Short answer: Don't. The idea is to have the natives seem numurous when you arrive, and look as it currently looks as the natives end up ravaged by the disease.
Long answer:
It took 26 years for the disease to cross the ocean. (There are some who claim a 1507 disease date, but I've found no evidence supporting it, and some counterdicting it.)
This is because smallpox takes about 15 days to become infectous, and sometime around three months for a ship to cross the ocean. Ships are tight quarters, and so it is actually pretty difficult for an infection to not run it's course. There were some pretty sizable expeditions that came out before the disease came. This is due to the fact that once you have been infected with smallpox and survive, you are immune. Smallpox ravished Europe pretty constantly, so you didn't have a large percentage of the population who didn't have immunity. So getting a sailor infected at all would have been somewhat rare.
But let's ignore those hurdles, which would make the infection pretty hard unless you deliberatly attempted to carry it. Your next hurdle is that the people who have almost no resistance would spread it too quick. If your population X is mortal enemies of population Y, you probably don't regualrly send trade delegations into their territory. You also aren't going to send a raiding band with someone who is sick. He wouldn't be able to hold his own. As such, every place there is strife between tribes, you have a wall blocking the transmission of the disease. The ones who have it would die off and then the entire progress would halt.
Finally, there are seasons. Travel in winter is harder than in the summer. As such, during the winter you'd have infected villages die off without spreading it. It might be bouncing around a little still, but not as strongly.
Not every village has to trade with their neighbors twice a month. As such, it is entirely possible that a trade delegation from neighboring villages might not even be exposed.
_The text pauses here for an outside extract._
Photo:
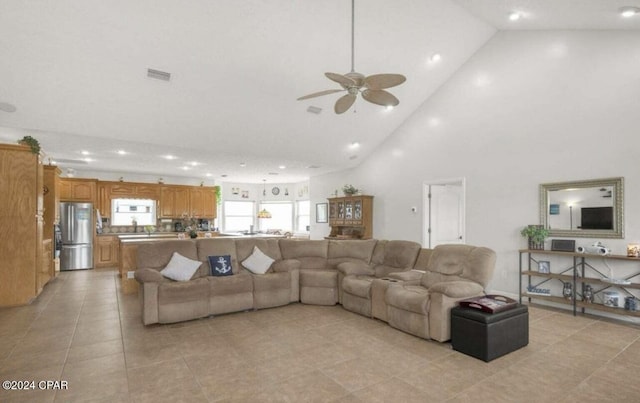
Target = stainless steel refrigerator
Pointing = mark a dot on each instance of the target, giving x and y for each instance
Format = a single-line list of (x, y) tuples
[(76, 223)]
Of course there are some strong countering forces to those actions too. Smallpox-infected clothing and blankets, for example. There is also the extensive trade network that the natives have. There might be a neutral group on the side of each of those two belligerants which infects them both and keeps spreading it. It's estimated that the disease could have reasonably spread 200 miles before someone got sick, resulting in a situation where the disease might have been spread across the entire supercontenent in no more than a year.
Likely in some form it was spread across the contenent by the early 1600s, probably more than once in fact.
If you have a large starting population and give survivors immunity to smallpox, and only have it transmit via active infections, you could make a pretty good model that, combined with models that cause the natives to have strife with each other and colonize and populate places on their own, creates a situation that could allow clever expeditions with very small forces to loot an area and then return to see friendly allies took over the countryside. Perhaps even people that you convinced to be loyal to the king of Spain. Or maybe you might loot an area with help of your allies only to come back later to learn that your allies were defeated, since they were severely weakened by smallpox, and now your safe area has become too dangerous to explore.
But enough about disease. If it happens, it'll happen. I am certain that if you model it right and start with huge native populations, it should come out pretty evenly.
On to puke's addition...
1490s was early expeditions and establishing footholds
1500s were identification of primary native powers
1510s were the initial assaults of the native powers
1520s were looting expeditions
1530s were colonization expeditions of spain and portugal and final conquests, and french explorations.
1540s were exploration expeditions
1550s were when the other powers started exploration expeditions
1560s was when you could reasonably consider to be the period of colonization.
Everything before the 1520s would have lots of natives. Times after that would have fewer.